It is much easier to see what is coming up than down, if going up some Ahole doesn't pull into a passing place on their way down, it means the one coming up has to possibly back down a hill, lots of people can't reverse a car never mind a MoHo, so it should be those coming down who give way, the fact that it is easier to roll off down hill, than burn a clutch out is irrelevant, it's common sense, which seems to be highly lacking on steep winding hills, that and common courtesy.

Just saying as a Professional driver for 30 odd years, and it's how I drive.


----------



## H1-GBV (Feb 28, 2006)

FOR THOSE OF A DELICATE NATURE, THIS THREAD MAY CONTAIN TOO MUCH INFORMATION!


The sliding mechanism didn't! I had to get my fingers down inside, pull and twist until it could be fully opened and therefore used. IF I'd closed it, we would have been up the creek without a paddle (as it were!) so I placed an empty bean tin in a sealable plastic bag, adding a couple of tissues for wadding. This was then jammed into the orifice so the smells didn't come out and, when we were jolting around the roads, neither did any of the contents. :blob6: When nature called, the bag was placed inside a carrier bag on the washroom floor and everything was disposed off once the problem was solved.

We stopped at every garage, outdoor shop, campsite (with "office"), ship's chandlers and asked every MHer for ideas but the first spares we could get were just outside Falkirk (Murray's Caravans: their post code is not particularly accurate but they helpfully allowed me to dispose of my "old" contents when I spent £120 on a new cassette: Brownhills (Newark) provided cheaper pump & electrics AND gave me a 30%discount).
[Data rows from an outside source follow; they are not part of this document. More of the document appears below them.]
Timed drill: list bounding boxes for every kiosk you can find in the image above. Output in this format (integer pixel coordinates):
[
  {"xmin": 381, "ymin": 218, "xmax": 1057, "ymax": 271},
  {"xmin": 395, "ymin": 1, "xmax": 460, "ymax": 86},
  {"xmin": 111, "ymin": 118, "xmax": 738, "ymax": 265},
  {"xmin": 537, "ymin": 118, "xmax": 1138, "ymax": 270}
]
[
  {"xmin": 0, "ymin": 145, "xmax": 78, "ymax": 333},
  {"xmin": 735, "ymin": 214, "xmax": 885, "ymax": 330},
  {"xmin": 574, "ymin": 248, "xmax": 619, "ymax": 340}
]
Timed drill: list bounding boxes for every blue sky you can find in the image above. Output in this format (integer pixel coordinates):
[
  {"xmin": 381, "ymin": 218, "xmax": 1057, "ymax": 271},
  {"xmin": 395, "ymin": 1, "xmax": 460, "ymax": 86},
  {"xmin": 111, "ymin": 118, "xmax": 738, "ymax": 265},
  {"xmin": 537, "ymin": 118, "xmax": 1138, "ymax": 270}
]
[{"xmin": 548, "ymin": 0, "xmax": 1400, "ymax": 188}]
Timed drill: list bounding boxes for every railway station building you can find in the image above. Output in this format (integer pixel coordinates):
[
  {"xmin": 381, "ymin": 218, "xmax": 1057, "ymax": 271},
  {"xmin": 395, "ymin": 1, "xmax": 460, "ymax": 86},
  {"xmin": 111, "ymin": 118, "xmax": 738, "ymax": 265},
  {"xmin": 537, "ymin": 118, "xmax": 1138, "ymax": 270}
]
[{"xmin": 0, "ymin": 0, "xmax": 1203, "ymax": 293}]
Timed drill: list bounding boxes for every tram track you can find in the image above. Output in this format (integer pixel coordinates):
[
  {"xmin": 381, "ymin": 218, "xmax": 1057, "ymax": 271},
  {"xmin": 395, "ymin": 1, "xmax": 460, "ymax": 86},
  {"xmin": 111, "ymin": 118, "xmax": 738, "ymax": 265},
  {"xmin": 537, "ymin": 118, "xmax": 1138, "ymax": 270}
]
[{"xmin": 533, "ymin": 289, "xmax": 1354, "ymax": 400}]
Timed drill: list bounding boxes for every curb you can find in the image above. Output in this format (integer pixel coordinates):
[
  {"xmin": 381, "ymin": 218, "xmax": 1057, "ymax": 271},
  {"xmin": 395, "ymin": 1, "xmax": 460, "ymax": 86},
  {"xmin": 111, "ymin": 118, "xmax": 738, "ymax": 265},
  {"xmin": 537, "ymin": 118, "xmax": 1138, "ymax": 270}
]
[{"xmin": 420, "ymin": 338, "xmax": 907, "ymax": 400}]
The general consensus on spares was that there may be some available near Inverness, but Edinburgh/Glasgow would be more successful.

Despite all that we had a good time and found almost every driver to be courteous and considerate on the Single Track roads: slightly wider routes offered the usual problems of trying to agree who would squeeze past whom and at which part of the road (the Scenic Route to Plockton caused the greatest difficulties, with one driver just "freezing")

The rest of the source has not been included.